Seit jeher fasziniert sie Menschen und rückt vor allem in der Adventszeit in den Fokus, die weißbeerige Mistel (Viscum album), eine Pflanzengattung innerhalt der Familie der Sandelholzgewächse (Santalaceae).
Die Zweige des geheimnisvollen Baumbewohners werden gerne als immergrünes Dekomaterial genutzt.
„Von den Göttern selbst auf die Bäume gestreut“, so glaubten einst die Germanen, wurden und werden diesem Wintergrün besondere Wirkungen zugeschrieben.
Als Schutz vor Feuer, Blitz, bösen Geistern und Hexen wurde es an die Hauswand oder unters Dach gehängt und deshalb auch als Donner- oder Hexenbesen bezeichnet.
Bei der Mistel werden je nach bevorzugter Wirtspflanze drei Unterarten unterschieden: die Kiefernmistel, die Tannenmistel und die Laubholzmistel.
Laubholz-Mistel lebt auf Pappeln, Weiden, Apfelbäumen, Birnbäumen, Weißdorn, Birken, Eichen, Linden und Ahornen.
Bei den Nadelbäumen bevorzugt sie Kiefern und Tannen.
Alle sind sogenannte Halbschmarotzer: Sie betreiben zwar selbst Photosynthese (im Gegensatz zu den echten Schmarotzern), entziehen dem Wirtsbaum jedoch Wasser und Nährstoffe.
Während Bäume in Trockenzeiten ihren Wasserverbrauch stark reduzieren, verdunstet die Mistel das knappe Wasser nahezu ungebremst weiter.
Die Folge: Bereits durch Trockenstress geschwächte Bäume geraten zusätzlich unter Stress, werden anfälliger für andere Schadorganismen und können im Extremfall absterben.
Quelle: https://www.lwf.bayern.de/service/presse/390976/index.php
Vor allem im Winter fällt die Mistel auf, wenn sie als runder, grüner Knäuel auf kahlen Ästen sitzt.
Auch medizinisch wird die Mistel genutzt. Seit Anfang des 20. Jahrhunderts gilt die Pflanze als alternatives Heilmittel gegen Krebserkrankungen.
Rudolf Steiner, Begründer der Anthroposophie (eine alternative Heilmethode), führte das Kraut in der Tumortherapie ein. Sein Ansatz: Die Mistel entziehe ihrem Wirt – normalerweise ein Baum – Wasser und Nährstoffe und hungere diesen damit langfristig aus.
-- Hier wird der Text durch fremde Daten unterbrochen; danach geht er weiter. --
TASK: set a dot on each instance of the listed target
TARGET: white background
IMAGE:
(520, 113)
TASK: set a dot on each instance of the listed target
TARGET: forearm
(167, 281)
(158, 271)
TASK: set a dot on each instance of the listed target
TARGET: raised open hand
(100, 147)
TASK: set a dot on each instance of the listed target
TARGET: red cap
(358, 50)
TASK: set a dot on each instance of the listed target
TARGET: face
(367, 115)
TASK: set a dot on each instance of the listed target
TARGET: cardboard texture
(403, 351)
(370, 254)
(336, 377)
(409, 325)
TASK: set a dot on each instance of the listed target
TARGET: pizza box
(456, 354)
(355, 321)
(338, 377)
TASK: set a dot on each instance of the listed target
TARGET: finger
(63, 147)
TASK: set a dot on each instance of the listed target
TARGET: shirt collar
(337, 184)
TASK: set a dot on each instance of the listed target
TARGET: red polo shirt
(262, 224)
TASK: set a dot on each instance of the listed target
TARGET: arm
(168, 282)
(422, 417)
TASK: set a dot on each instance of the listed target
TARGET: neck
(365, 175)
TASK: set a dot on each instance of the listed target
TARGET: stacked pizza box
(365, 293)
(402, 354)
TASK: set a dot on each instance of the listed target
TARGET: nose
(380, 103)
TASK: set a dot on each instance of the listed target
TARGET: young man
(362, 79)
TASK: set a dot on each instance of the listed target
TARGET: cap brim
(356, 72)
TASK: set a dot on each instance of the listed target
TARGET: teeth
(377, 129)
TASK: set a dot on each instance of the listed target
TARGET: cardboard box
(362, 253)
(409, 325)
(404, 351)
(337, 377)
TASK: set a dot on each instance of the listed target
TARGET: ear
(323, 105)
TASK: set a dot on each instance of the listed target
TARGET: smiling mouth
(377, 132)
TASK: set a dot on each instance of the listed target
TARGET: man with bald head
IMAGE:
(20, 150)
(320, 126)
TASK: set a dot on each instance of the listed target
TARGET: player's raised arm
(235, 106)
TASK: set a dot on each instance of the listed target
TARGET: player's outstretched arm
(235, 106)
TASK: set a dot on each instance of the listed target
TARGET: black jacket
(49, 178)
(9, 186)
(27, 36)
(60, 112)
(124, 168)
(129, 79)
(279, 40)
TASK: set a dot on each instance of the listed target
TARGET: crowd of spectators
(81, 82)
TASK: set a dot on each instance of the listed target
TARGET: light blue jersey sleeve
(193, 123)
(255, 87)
Auch Krebs ließe sich auf diese Weise bekämpfen.
Bislang gibt es jedoch keine überzeugenden Studien, die eine Wirkung belegen.
Quelle: https://www.apotheken-umschau.de/medikamente/heilpflanzen/mistel-736341.html
Die Mistel ist eine zweihäusige Pflanze, das heißt, männliche und weibliche Blüten wachsen getrennt voneinander auf zwei Pflanzen.
Misteln blühen erst nach fünf bis sieben Jahren zum ersten Mal, jahreszeitlich allerdings weit vor den meisten anderen Pflanzen: im Winter, zwischen Februar und März.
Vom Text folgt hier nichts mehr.